Basically you do want an equal amount or more of sparge water to do a batch sparge. Drain slowly to avoid a stuck sparge. If you need to increase efficiency, it is much cheaper to add an aditional pound or two of grain. Think about it this way... a 55# bag is about 55$ for me to get at my LHBS, even with shipping of say... 8$ and a more expensive price a 55# bag is not more than 80$. So that comes to 1.45$ per pound... add an additional 3$ to your bill reduces the amount of propane which I can get for about 20$ for 20 pounds. Using this metric is fairly straight forward. You have to use less than 3 pounds of propane to get the same benefit as adding 2 whole pounds of grain.

Not to dispute you too much, but where did you get the


I thought that basically you don't want your mash too thin because then the enzymes don't work as well and the acidity increases. Anyway, just curious... I might have to go back and edit my notes, but I have done several 90+GP beers at 75% efficiency with a single infusion between 1qt/lb and 1.25qt/lb. I mash at that rate, and sparge at that rate and then have a fairly long boil. I have not gotten to the point of stopping a sparge when I hit 6.5G yet but when I do it will quickly cut down boil times.

Relax dude. I'm not criticizing your methods, just offering alternatives.

My "tremendous"ly expensive pot is a keggle and it cost $20 + a cutoff wheel. I get propane tanks filled (yes a few places still do that) for $9 and they last a long time cause it's only used for boiling. All other water heating is electric.

Besides, if the option is to increase grain at 60% efficiency or boil for 45 minutes longer at 80% efficiency; I prefer the latter.

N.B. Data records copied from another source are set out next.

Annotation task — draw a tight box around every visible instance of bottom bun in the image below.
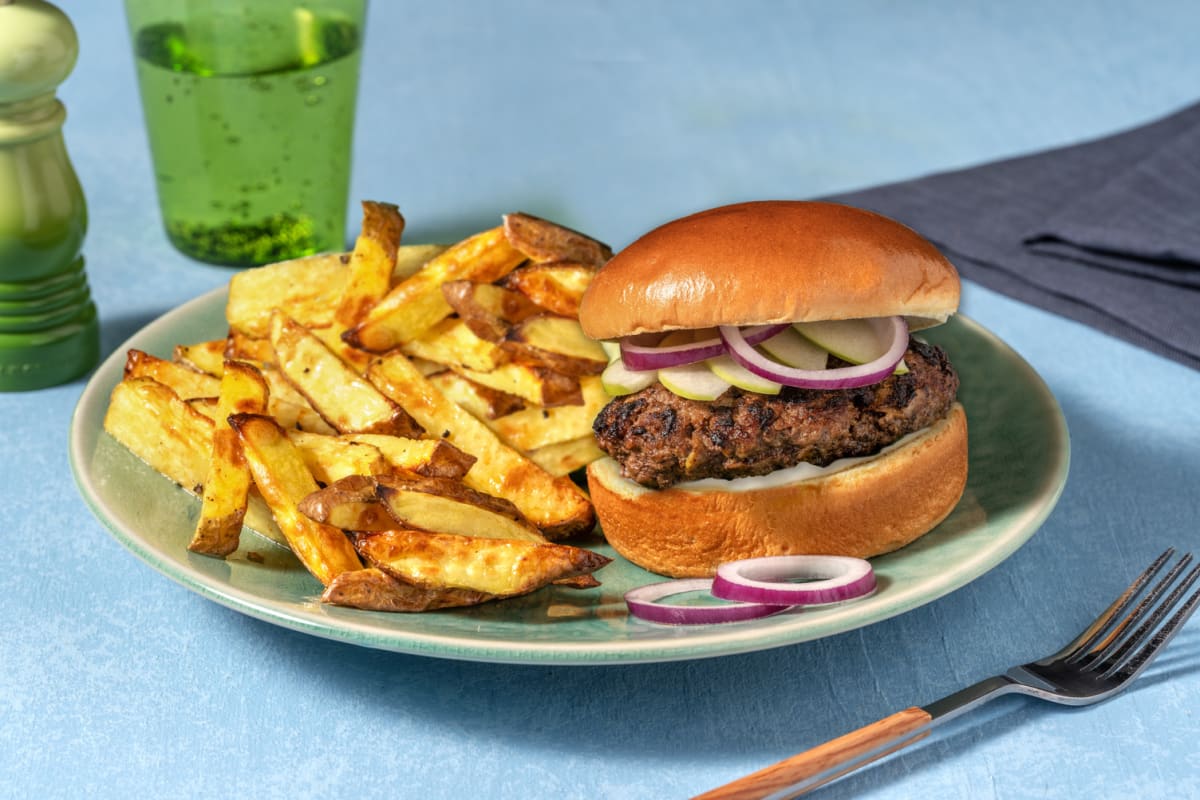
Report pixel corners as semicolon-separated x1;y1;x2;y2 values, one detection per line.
588;403;967;578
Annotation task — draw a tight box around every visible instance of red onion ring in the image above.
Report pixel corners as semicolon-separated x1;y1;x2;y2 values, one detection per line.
620;324;787;372
712;555;875;606
718;317;908;389
625;578;790;625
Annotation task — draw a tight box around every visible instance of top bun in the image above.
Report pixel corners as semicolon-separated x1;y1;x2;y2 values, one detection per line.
580;200;959;339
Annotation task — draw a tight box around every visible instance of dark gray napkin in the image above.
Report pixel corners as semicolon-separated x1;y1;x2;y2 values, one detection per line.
826;104;1200;369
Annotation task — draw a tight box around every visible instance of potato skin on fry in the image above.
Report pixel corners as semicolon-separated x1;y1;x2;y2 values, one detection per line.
320;567;496;612
355;529;611;597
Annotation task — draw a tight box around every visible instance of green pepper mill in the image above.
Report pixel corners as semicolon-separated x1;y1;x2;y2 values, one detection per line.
0;0;100;391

And like I said, when you run out of room in the mashtun, you can't add anymore grain and have to do something different.
 
I lock in a per sparge volume and if the second runnings are well above 1.010, I sparge again. If the third running is still above 1.010, I may sparge again depending on what I'm feelin that day and just how big I'm going.
Gotcha. Couple more questions, if you don’t mind.

How do you calculate your locked-in sparge volume? (If it even is a calculation.)

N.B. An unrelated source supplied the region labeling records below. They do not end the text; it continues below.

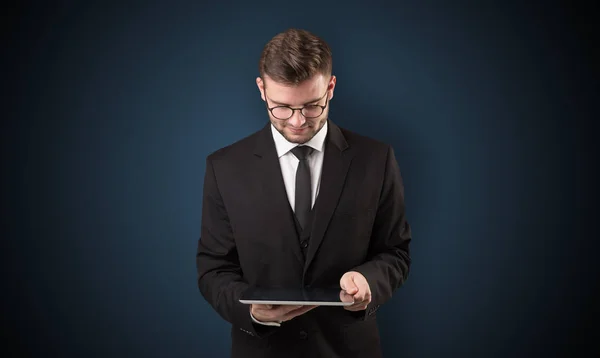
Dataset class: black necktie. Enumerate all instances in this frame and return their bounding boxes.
[292,146,313,229]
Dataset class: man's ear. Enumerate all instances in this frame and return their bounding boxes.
[327,75,337,100]
[256,77,265,101]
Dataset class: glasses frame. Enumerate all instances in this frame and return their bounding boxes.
[265,89,329,120]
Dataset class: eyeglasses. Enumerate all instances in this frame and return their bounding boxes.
[265,91,329,119]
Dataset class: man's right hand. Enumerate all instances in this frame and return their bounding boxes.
[250,305,318,323]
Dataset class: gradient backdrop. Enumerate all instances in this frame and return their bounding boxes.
[1,1,600,358]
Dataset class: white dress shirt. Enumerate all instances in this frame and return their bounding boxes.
[250,122,327,326]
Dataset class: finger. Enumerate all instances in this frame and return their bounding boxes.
[354,287,371,302]
[340,275,358,295]
[344,302,369,312]
[281,306,318,322]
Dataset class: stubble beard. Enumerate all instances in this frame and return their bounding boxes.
[269,113,329,144]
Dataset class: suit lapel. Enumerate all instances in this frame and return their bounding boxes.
[254,123,305,265]
[304,120,352,273]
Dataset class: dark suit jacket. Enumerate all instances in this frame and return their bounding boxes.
[196,120,411,358]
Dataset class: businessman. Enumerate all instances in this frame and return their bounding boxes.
[196,29,411,358]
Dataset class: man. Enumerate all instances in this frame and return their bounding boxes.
[196,29,411,358]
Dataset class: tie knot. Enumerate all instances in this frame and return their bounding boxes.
[292,145,314,160]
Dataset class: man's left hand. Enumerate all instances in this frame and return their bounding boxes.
[340,271,371,311]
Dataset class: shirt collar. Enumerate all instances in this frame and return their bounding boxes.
[271,121,327,158]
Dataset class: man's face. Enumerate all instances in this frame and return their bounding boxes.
[256,74,336,144]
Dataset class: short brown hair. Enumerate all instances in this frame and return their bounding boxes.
[258,29,332,85]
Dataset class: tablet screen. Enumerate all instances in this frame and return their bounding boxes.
[240,287,354,306]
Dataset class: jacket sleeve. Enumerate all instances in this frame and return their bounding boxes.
[353,147,411,319]
[196,156,277,337]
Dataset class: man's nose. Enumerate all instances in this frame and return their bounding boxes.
[288,111,306,128]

Why must the additional sparge volumes (#2 and #3) have to match the volume of the first? Say if your runnings after #2 are above 1.010, but just a wee bit, why not save yourself some water and some boiling time and throw in half the volume of the previous 2 sparges? Too hard to stir so thick?
 
Gotcha. Couple more questions, if you don’t mind.

How do you calculate your locked-in sparge volume? (If it even is a calculation.)

Why must the additional sparge volumes (#2 and #3) have to match the volume of the first? Say if your runnings after #2 are above 1.010, but just a wee bit, why not save yourself some water and some boiling time and throw in half the volume of the previous 2 sparges? Too hard to stir so thick?

No calculation. Just experience, but I shoot for always the same volume/pound of grain. The thickness/thinness of the mash is the important part.

You answered the second question yourself didn't you ;) It takes enough water to float the grain, stir, and effectively dissolve additional sugar.

Is it necessary to split the sparge up that much to get good efficiency? Not always, no... In my case, this is what works best.